4 Percentuale di azioni privilegiate in relazione al capitale sociale.

Fonte: Report on corporate governance of Italian listed companies. Consob (2019)

Le evidenze empiriche, in definita, mostrano che l’uso delle dual class shares è diminuito gradualmente nel corso del tempo e che le imprese che hanno ricorso al voto multiplo rappresentano una piccola parte di quelle presenti sul mercato. Le ragioni di questo fenomeno sono da ricercare nel fatto che gli investitori ritengono che tali strumenti partecipativi arrechino più rischi che benefici. Il principale svantaggio, come detto in precedenza, consiste nel maggiore incentivo all’estrazione di benefici privati da parte dell’azionista di riferimento. Le ricapitalizzazioni tramite emissioni di azioni speciali a voto multiplo, inoltre, hanno l’effetto di ridurre il prezzo delle azioni ordinarie, poiché il mercato sconta i maggiori costi di agenzia e la minore contendibilità dell’impresa. La regola one share-one vote, invece, si applica meglio alle caratteristiche peculiari del sistema italiano, che è sempre più improntato all’investimento estero e alla contendibilità del controllo.
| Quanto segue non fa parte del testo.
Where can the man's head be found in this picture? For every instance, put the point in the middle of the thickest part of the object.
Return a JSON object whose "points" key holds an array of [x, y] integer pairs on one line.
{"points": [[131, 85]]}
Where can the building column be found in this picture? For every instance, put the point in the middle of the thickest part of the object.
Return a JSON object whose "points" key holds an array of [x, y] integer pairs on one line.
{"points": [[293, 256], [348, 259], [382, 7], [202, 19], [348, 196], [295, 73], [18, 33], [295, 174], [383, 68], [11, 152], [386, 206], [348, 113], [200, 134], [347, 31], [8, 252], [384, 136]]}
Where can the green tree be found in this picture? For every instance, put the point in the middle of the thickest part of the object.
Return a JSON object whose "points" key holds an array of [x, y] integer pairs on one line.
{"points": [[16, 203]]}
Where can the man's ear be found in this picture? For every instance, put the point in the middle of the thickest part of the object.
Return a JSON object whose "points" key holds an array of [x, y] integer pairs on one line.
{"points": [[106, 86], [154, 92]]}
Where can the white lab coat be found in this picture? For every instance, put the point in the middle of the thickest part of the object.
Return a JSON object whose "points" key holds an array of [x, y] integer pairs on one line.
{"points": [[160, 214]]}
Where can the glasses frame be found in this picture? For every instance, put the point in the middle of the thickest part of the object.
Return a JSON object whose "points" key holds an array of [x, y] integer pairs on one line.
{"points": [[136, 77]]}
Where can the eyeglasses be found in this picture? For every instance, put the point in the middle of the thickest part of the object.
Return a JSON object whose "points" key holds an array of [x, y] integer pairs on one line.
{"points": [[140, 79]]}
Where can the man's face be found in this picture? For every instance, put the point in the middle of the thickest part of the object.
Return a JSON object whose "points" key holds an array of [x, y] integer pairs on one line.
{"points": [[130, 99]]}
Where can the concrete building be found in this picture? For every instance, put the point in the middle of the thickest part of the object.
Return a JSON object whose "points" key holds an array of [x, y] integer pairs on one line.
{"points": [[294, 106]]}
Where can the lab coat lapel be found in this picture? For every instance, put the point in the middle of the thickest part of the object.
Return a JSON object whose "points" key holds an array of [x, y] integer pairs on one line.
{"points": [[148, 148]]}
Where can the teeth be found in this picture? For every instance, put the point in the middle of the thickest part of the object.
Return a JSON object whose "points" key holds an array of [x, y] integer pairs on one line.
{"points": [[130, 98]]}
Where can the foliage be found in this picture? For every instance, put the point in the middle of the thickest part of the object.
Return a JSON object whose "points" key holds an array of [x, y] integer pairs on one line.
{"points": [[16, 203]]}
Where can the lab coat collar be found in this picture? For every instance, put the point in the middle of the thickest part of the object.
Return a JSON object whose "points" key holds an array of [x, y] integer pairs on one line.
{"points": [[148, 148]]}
Il legislatore italiano, all’interno del decreto-legge del 13 maggio 2020, ha previsto la possibilità per le società già quotate di emettere azioni a voto multiplo, con l’obiettivo di favorire la diffusione di tale tipologia di titoli e di rendere più competitivo l’ordinamento italiano nei confronti delle giurisdizioni straniere, scoraggiando così la quotazione nei paesi esteri che prevedono meccanismi di rafforzamento dei diritti di voto.